Crucified on the Hammer and Sickle – The Perfect Symbol for How the Likes of Morales Treat Christians

Francis, Evo Morales
L'Osservatore Romano/Pool Photo via AP

Only God Himself knows what was going through the head of Bolivian president Evo Morales when he thought it would be a good idea to give Pope Francis a “Hammer and Sickle Crucifix“.

Although, according to reports, the Pope diplomatically rebuked the president, saying “No está bien eso” (“That’s not right”), Morales has unwittingly presented His Holiness with an incredibly powerful symbol.

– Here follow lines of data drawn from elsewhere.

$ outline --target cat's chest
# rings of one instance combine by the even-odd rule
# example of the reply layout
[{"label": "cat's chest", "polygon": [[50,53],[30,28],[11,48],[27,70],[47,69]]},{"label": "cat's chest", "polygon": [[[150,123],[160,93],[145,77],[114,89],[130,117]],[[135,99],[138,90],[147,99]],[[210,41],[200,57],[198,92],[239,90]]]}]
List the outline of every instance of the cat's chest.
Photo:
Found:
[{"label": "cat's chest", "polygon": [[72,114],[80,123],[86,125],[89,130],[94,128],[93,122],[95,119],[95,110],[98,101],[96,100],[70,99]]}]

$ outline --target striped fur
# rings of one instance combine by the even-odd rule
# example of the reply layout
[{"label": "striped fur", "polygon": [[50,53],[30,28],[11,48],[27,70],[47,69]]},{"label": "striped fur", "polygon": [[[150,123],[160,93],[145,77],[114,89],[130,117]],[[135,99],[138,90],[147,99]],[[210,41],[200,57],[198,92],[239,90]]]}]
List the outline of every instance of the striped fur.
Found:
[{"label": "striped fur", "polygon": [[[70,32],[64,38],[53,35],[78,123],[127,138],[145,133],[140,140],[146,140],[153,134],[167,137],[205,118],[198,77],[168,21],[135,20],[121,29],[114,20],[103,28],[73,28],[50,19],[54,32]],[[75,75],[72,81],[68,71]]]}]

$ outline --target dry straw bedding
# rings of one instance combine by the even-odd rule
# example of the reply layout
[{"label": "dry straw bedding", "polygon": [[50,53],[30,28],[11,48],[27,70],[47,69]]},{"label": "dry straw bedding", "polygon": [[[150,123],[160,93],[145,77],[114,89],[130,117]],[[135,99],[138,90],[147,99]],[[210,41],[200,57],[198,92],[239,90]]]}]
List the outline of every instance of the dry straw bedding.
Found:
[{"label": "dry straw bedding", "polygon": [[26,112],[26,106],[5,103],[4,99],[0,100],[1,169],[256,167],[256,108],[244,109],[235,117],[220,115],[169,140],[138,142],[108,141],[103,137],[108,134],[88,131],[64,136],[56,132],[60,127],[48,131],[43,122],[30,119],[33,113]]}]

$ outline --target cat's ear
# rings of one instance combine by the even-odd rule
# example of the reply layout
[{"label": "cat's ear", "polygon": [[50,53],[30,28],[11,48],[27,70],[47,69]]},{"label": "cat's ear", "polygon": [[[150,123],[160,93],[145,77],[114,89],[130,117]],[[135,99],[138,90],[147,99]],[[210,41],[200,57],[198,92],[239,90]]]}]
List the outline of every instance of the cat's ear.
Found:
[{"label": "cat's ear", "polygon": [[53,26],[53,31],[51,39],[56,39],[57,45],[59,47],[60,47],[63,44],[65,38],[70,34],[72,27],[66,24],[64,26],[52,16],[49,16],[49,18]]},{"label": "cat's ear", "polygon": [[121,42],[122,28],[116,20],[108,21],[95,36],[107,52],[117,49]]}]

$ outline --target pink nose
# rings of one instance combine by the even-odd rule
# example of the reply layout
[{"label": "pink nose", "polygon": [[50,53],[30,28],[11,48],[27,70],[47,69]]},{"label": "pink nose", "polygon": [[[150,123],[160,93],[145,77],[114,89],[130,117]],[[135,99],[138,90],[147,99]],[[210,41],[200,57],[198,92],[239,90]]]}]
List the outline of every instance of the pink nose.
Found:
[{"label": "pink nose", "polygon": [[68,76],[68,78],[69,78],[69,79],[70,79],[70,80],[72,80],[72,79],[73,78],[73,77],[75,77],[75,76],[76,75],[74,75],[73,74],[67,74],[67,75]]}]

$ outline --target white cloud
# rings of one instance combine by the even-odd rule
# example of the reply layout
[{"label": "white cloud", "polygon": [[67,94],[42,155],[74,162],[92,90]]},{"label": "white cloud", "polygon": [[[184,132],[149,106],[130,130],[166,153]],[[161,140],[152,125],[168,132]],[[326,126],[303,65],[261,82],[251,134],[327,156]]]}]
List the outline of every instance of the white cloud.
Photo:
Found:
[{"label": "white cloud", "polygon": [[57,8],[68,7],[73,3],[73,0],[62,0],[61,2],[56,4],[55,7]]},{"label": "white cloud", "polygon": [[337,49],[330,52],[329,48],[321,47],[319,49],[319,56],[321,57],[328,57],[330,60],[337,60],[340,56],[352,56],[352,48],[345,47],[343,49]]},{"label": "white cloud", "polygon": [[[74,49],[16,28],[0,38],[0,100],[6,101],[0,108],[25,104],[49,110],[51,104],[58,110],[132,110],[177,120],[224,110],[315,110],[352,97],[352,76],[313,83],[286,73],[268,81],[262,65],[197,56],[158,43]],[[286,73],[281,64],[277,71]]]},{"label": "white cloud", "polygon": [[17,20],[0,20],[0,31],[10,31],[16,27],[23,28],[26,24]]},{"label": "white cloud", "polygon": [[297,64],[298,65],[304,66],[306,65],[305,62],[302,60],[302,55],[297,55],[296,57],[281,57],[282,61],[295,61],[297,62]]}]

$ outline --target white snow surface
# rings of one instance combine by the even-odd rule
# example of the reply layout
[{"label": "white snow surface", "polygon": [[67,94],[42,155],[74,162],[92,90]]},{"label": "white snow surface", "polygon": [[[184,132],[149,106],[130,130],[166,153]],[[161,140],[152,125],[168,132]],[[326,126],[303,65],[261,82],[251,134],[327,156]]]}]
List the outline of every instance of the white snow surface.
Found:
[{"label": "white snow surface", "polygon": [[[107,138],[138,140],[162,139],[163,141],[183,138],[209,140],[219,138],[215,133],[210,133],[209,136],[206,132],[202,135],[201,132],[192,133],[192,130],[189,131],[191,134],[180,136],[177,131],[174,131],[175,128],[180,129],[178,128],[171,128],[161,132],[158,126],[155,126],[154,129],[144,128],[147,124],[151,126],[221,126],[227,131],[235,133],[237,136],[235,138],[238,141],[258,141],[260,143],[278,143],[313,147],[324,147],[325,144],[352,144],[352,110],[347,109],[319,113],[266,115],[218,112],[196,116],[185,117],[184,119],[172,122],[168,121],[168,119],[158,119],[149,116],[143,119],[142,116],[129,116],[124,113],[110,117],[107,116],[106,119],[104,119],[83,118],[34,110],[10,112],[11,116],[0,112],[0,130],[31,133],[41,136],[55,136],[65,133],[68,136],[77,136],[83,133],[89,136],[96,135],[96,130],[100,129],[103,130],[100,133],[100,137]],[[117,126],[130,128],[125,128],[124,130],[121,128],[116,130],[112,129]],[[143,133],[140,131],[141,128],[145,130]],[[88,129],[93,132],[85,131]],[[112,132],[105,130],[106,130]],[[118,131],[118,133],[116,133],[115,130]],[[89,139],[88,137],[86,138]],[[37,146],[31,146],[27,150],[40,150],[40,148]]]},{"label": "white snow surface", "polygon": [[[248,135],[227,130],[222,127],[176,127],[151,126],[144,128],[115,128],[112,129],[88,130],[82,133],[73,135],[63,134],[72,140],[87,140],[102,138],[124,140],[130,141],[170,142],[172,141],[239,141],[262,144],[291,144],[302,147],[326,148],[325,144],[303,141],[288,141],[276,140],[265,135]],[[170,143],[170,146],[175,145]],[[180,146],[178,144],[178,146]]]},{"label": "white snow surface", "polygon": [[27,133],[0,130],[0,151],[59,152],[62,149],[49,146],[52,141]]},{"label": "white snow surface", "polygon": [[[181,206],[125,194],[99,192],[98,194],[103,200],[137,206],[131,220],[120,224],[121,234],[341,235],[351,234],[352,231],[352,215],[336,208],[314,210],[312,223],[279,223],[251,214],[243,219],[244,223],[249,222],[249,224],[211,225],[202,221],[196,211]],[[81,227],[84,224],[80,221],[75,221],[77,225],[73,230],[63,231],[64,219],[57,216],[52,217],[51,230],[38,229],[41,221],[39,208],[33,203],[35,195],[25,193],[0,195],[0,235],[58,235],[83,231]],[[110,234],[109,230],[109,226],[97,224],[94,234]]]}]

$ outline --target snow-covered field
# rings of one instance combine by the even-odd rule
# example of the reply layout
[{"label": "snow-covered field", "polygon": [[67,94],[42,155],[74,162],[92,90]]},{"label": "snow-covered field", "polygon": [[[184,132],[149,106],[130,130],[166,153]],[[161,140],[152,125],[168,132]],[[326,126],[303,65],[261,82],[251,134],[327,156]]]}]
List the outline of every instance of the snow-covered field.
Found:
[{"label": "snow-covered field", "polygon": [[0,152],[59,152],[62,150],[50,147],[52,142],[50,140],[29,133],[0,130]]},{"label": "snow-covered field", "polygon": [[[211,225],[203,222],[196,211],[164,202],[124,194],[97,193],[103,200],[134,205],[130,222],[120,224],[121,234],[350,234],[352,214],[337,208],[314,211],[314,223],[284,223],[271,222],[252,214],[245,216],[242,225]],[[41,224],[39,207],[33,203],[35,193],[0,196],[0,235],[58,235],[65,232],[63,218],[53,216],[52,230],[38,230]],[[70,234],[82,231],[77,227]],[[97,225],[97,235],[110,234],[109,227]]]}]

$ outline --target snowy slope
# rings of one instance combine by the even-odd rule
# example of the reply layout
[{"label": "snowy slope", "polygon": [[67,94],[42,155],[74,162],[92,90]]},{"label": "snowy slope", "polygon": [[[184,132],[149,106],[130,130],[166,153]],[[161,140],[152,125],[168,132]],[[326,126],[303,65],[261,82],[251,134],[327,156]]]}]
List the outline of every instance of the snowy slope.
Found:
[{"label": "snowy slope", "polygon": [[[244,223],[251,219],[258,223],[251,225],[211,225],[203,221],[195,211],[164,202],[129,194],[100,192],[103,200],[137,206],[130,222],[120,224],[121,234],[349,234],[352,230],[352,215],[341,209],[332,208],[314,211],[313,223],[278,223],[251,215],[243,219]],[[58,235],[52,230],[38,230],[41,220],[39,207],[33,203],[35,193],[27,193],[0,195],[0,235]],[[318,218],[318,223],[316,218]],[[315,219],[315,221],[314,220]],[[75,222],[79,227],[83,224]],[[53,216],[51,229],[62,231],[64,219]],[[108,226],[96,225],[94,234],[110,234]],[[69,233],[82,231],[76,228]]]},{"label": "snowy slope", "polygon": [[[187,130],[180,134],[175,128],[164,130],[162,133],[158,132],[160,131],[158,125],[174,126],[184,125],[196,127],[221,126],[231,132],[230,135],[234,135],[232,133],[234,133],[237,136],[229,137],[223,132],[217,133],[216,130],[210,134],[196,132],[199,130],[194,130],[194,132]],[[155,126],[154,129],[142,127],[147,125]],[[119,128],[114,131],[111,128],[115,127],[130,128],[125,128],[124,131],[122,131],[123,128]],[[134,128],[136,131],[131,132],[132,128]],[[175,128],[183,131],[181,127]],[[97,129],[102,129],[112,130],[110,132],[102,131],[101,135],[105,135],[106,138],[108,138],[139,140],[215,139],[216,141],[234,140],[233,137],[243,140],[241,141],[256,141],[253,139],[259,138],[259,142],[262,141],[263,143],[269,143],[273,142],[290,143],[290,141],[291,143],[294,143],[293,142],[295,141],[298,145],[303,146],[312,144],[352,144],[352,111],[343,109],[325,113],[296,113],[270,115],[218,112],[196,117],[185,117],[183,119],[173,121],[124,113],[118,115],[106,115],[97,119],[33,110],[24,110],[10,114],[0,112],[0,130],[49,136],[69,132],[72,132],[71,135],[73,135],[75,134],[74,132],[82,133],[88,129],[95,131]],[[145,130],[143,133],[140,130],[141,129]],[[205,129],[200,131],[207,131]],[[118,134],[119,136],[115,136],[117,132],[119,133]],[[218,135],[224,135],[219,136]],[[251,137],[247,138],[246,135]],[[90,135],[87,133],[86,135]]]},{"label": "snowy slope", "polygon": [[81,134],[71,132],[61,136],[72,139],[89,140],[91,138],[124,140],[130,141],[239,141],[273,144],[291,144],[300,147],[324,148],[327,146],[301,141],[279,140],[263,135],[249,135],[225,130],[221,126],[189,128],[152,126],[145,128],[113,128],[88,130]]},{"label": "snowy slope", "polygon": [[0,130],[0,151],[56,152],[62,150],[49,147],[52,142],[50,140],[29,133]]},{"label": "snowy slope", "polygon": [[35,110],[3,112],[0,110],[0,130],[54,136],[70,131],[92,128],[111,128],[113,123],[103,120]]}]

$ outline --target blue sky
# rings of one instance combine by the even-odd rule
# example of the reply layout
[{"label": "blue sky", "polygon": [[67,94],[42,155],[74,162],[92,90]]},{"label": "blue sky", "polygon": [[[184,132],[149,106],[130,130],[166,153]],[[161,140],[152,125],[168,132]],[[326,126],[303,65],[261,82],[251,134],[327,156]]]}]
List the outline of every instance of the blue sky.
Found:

After all, Christ has been crucified thousands if not millions of times on the hammer and sickle, with communists and socialists around the world renowned for their brutal suppression of Christians, their slaughter of clergy and their attempts to culturally eliminate all vestiges of the faith.

Yes, Karl Marx is often misquoted in calling religion the “opium of the people”, with critics pointing out that he preceded these words by calling it “the sigh of the oppressed creature, the heart of a heartless world, and the soul of soulless conditions.”

Yet this faint praise still implies there will be no need for it in Marx’s materialist utopia, once the capitalist order is overthrown and oppression ended.

Right now, China’s Communist government is sending Christians off to re-education camps in the hope of halting the rapid expansion of the faith in their country. This is their punishment for worshipping in underground “house churches” rather than government-approved building where all clergy are vetted to make sure they toe to party line.

Just last month, authorities pulled down a multi-million dollar cathedral-like church in Wangling, Zhejiang province while a similar church was destroyed last year in Wenzhou just days after it was completed.

In the Russian revolution, the Bolsheviks also had a knack for destroying holy buildings. Following their victory in the Russian Civil War, the Reds blew up churches and massacred clergy in a bid to culturally cleanse the new Soviet Union of its Orthodox past.

Atrocities included the 1918 drowning of the Bishop of Tobolsk for organising a religious procession the day after the exiled Tsar had passed through his town. Around 600 monasteries and convents were also destroyed as they were “parasitic communities”.

The Republican fighters in the Spanish Civil War, so beloved by British metropolitan liberals as virtuous freedom fighters, were not much better. The side many in UK were told were the “good guys” were ruthless in their extermination of Catholic clergy, with nearly 7,000 priests, monks and nuns killed.

In one incident in Toledo, the South African poet Roy Campbell witnessed 17 Carmelite monks being rounded up and shot by communist militias. Their bodies were left lying where they fell, along with the bodies of several priests throughout the narrow streets of the city.

Even the comparatively more gentle Evo Morales has been quick to strike at the Church, despite his bizarre attempt at friendship yesterday.

Despite the best efforts of some Latin American clergy to make peace with socialism through so-called “Liberation Theology” – a doomed synthesis of religion with materialist ideology – left-wing governments such as those of Morales have wasted little time denigrating Christianity.

He has reportedly described the Catholic Church as his “main enemy” and removed its status as the state religion in 2009. He has also seize Church land, tried to stop having religious feast days as national holidays and attempted to eliminate religious education in state schools.

So Morales’s gesture yesterday was all the more unusual. Apparently based on a similar carving made by Jesuit human rights activist Fr Luis Espinal, it is nonetheless clearly blasphemous. Maybe Morales knew this and thought it would be a good way to chide the head of his “main enemy”. Or maybe he had no idea, something which is possible given he himself follows an unusual mixture of Catholicism, indigenous beliefs and communist ideology.

Either way, the symbolism of his gift to the Pope is more powerful than he probably intended.